A Comissão Europeia destaca que, a concretizar-se plenamente, este será o maior acordo de livre comércio alguma vez firmado pela UE em termos de redução de impostos, permitindo eliminar mais de 4 mil milhões de euros em tarifas sobre as atuais exportações europeias.
Outro elemento considerado decisivo é o acesso das empresas europeias aos contratos públicos no Mercosul em igualdade de condições com os fornecedores locais, uma abertura inédita por parte do bloco sul-americano.
Países contra e agricultores em protesto
Entre os Estados-membros mais críticos destaca-se a França, cuja agricultura é a principal produtora de carne bovina da União Europeia. Paris chegou a admitir a assinatura do acordo caso fossem salvaguardados os interesses agrícolas nacionais, mas acabou por recuar e rejeitar o entendimento.
Itália, Hungria e Polónia também manifestaram oposição, embora a posição italiana tenha evoluído nos últimos meses. Na votação realizada esta sexta-feira, o acordo foi aprovado apesar dos votos contra de França, Polónia, Áustria, Irlanda e Hungria e da abstenção da Bélgica. Pelo menos 15 Estados-membros, representando mais de 65% da população europeia, votaram favoravelmente, cumprindo o critério necessário para a aprovação.

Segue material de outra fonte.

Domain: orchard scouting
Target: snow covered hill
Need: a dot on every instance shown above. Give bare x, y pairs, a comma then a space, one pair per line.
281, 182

Os agricultores europeus são um dos grupos mais críticos, temendo uma entrada massiva de produtos sul-americanos a preços mais baixos. A carne bovina é apontada como o principal motivo de preocupação, devido a alegadas diferenças nos padrões ambientais e de segurança alimentar, apesar de Bruxelas reiterar que os critérios europeus não serão flexibilizados.
Ambientalistas alertam para riscos de desflorestação
Embora o acordo inclua um compromisso de prevenção da desflorestação até 2030, várias organizações ambientalistas consideram que o documento carece de mecanismos eficazes de aplicação. A associação Friends of the Earth classificou o entendimento como “devastador para o clima”, alertando para o risco de aumento da desflorestação em regiões como a Amazónia, impulsionado pela maior procura de produtos agrícolas e matérias-primas.
As salvaguardas propostas por Bruxelas
Para tentar responder às críticas, a Comissão Europeia introduziu um mecanismo que permite suspender o acesso preferencial do Mercosul a produtos agrícolas sensíveis, como a carne bovina, caso se verifiquem perturbações significativas no mercado.
Essas salvaguardas poderão ser acionadas em caso de aumento excessivo das importações ou de queda acentuada dos preços num ou mais Estados-membros. Inicialmente, Bruxelas tinha fixado um limite de 8% para as importações de cada produto proveniente do Mercosul, valor que foi posteriormente reduzido para 5% a pedido de Itália.
A Comissão estuda ainda a harmonização de normas de produção, especialmente no que respeita ao uso de pesticidas e ao bem-estar animal, reforçando os controlos sobre produtos de origem animal e vegetal importados, através de mais auditorias e verificações em países terceiros.
Apoios financeiros e medidas adicionais
O próximo orçamento europeu incluirá um fundo de crise de 6,3 mil milhões de euros destinado aos agricultores europeus, para fazer face ao que Bruxelas descreve como um “evento improvável” de impacto negativo nos mercados agrícolas. Está também prevista a antecipação de cerca de 45 mil milhões de euros em apoios ao setor agrícola.
Como última tentativa de gerar consenso, a Comissão Europeia anunciou ainda a redução das taxas de importação de determinados fertilizantes, cujos custos aumentaram até 60% nos últimos tempos.